South African filmmaker

Richard Gilbert Varney Stanley is a South African filmmaker, known for his work in the horror genre. He began his career making short films and music videos, and subsequently directed the feature films Hardware (1990) and Dust Devil (1992). He was the original director of The Island of Dr. Moreau (1996), but was fired early into principal photography due to creative differences, an episode recounted in the 2014 documentary Lost Soul: The Doomed Journey of Richard Stanley's Island of Dr. Moreau. In 2019, he returned to feature films after more than twenty years, directing the H. P. Lovecraft adaptation Color Out of Space.

==Career==

===Early career (1983–1987)===
Stanley's first foray into film making began in high school where he joined the Young Filmmaker's Workshop. Here he created his first film, Rites of Passage. Shot on super-8 stock, the 10-minute short film draws comparisons between modern man and primitive man. The short eventually won Stanley the IAC International Student Film Trophy film award in 1984.

Stanley followed his first success with the ambitious 45-minute 8 mm short Incidents in an Expanding Universe. Set in a future dystopia, the film laid the groundwork for Stanley's cyberpunk feature debut Hardware. It won the IAC Gold Seal Award and was eventually made available on the Severin Films DVD release of Hardware.

In the mid-1980s, Stanley began work on two more shorts. In a Season of Soft Rains was another futuristic journey, but a majority of the footage has been lost. Dust Devil was his first work on 16 mm. Inspired by a series of unsolved murders in Namibia, this short was unfinished but footage can be viewed on the Subversive Cinema DVD release of the feature Dust Devil.

===Music videos (1987–1990)===
Following the move to London, England, Stanley began working in music videos in 1987. He directed videos for bands including Fields of the Nephilim, Pop Will Eat Itself, and Renegade Soundwave.

In the late 1980s Stanley traveled to Afghanistan to document the Soviet–Afghan War. Stanley and his crew witnessed the Soviet Army's withdrawal and the country's slide into the civil war that would bring the Taliban to power. The resulting documentary, Voice of the Moon, is a 30-minute look at the daily lives of the Afghan people trying to survive. Stanley was present at the siege of Jalalabad, and the events surrounding his escape from the country, along with his wounded camera man, Immo Horn, later formed the basis of the screenplay Addicted to Danger, by Sebastian Junger. The documentary is available on the Subversive Cinema DVD release of the feature Dust Devil.

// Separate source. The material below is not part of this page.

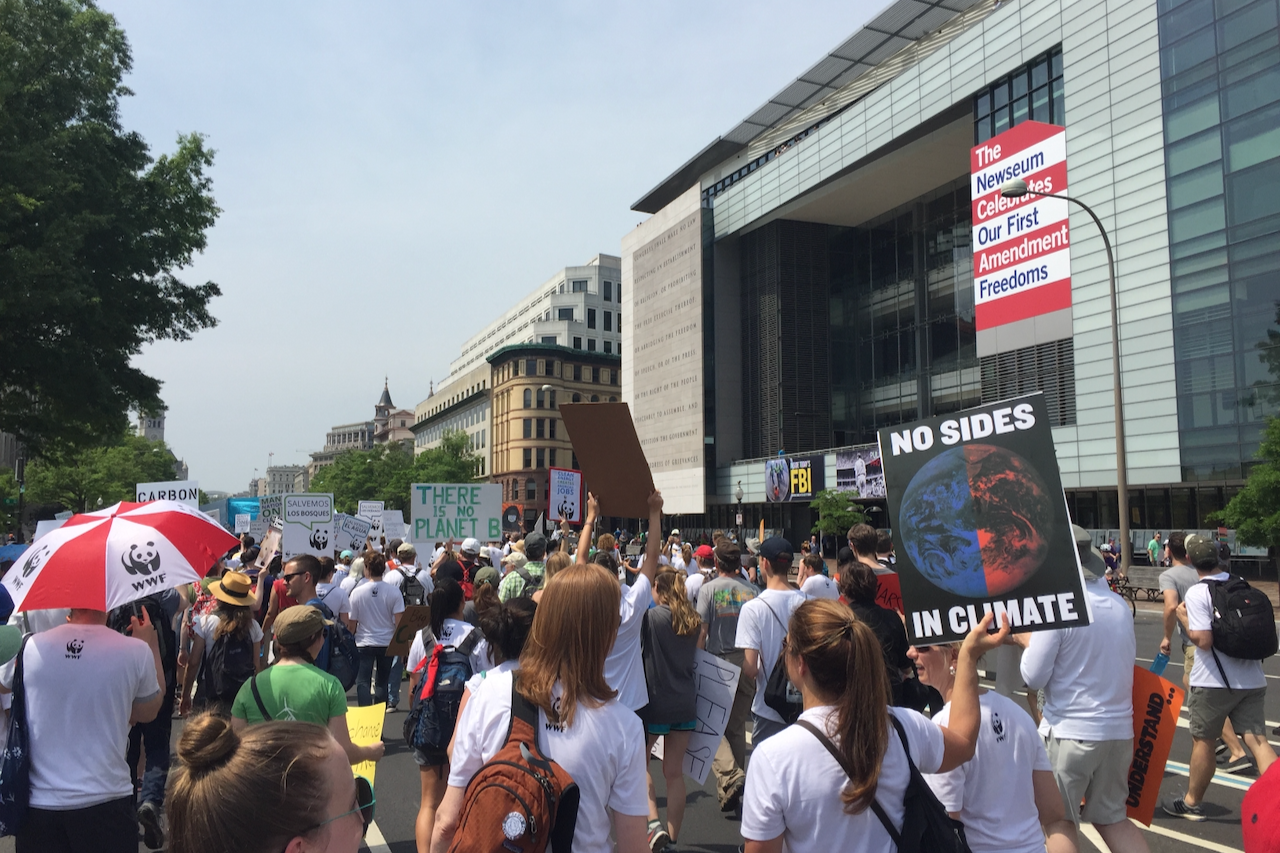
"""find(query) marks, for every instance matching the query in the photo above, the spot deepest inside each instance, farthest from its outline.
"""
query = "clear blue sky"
(393, 176)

===Mainstream breakthrough (1990–1996)===

Stanley made his feature film directing debut with the post-apocalyptic science fiction film Hardware in 1990. The film included cameos by musicians Iggy Pop, Carl McCoy and Lemmy. Shot for approximately £960,000, it was eventually picked up by the Weinstein brothers and released theatrically in the United States through their early Millimeter Films division.

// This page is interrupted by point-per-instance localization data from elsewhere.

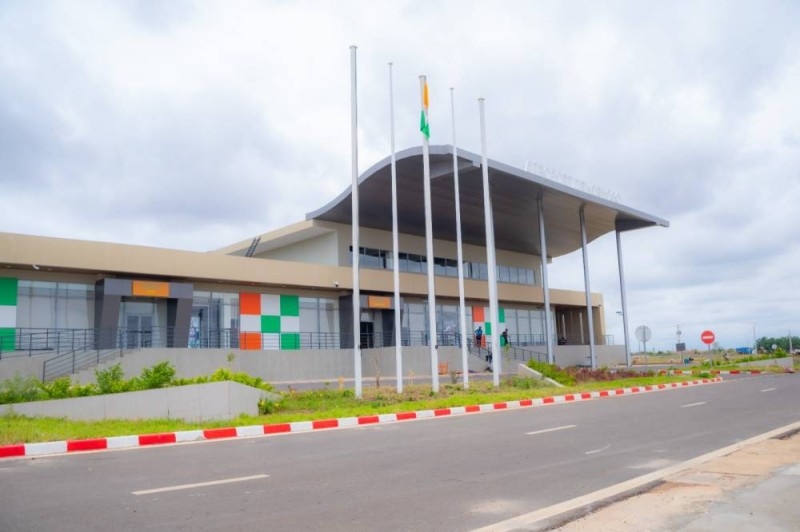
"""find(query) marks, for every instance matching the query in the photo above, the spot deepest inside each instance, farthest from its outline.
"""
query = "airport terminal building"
(290, 290)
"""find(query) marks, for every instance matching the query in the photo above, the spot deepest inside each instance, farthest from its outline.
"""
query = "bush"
(159, 376)
(551, 371)
(60, 388)
(111, 380)
(19, 390)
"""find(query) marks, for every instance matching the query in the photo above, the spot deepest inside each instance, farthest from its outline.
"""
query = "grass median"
(325, 403)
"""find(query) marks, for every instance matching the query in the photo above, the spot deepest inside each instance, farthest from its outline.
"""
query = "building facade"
(291, 289)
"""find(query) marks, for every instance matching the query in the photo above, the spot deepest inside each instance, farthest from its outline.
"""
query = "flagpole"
(459, 251)
(426, 167)
(490, 253)
(398, 350)
(356, 255)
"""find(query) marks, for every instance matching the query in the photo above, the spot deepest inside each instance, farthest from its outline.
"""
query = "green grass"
(313, 405)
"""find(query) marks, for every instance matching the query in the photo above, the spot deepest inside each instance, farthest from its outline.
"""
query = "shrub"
(60, 388)
(551, 371)
(267, 406)
(158, 376)
(111, 380)
(19, 390)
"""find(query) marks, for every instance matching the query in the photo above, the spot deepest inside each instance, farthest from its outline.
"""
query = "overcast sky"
(193, 125)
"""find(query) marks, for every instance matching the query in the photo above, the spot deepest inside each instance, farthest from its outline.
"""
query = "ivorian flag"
(424, 125)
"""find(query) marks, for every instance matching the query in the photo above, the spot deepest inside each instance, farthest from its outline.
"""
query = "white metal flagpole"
(398, 350)
(426, 168)
(460, 252)
(490, 254)
(356, 255)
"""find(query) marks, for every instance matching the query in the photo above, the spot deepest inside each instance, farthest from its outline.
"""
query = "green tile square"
(290, 340)
(8, 291)
(270, 324)
(290, 305)
(7, 339)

Stanley returned to his South African roots with the supernatural horror film Dust Devil in 1992. He had intended it to be his first film, having written the screenplay for it when he was 16 years old. The full director's cut was officially released on DVD by Subversive Cinema in September 2006.

In 1994, Stanley directed a 50-minute length video for Marillion's concept album, Brave, which has since been released on DVD. He would later disown the result, claiming the material was re-edited to cover the overall running time without his consent.

===The Island of Dr. Moreau (1996)===

Stanley's next project was the third major movie version of the H. G. Wells novel The Island of Doctor Moreau for New Line Cinema in 1996. An ambitious project attempting to stay true to the source material, the film's production was fraught with problems from the start, with Stanley being undercut by his belligerent lead actors, suspicious studio and a sudden burst of bad weather; he was fired and replaced by John Frankenheimer a week after shooting began. The details of Stanley's involvement in the film, which ultimately veered far from his original vision, are captured in the 2014 documentary Lost Soul: The Doomed Journey of Richard Stanley's Island of Dr. Moreau.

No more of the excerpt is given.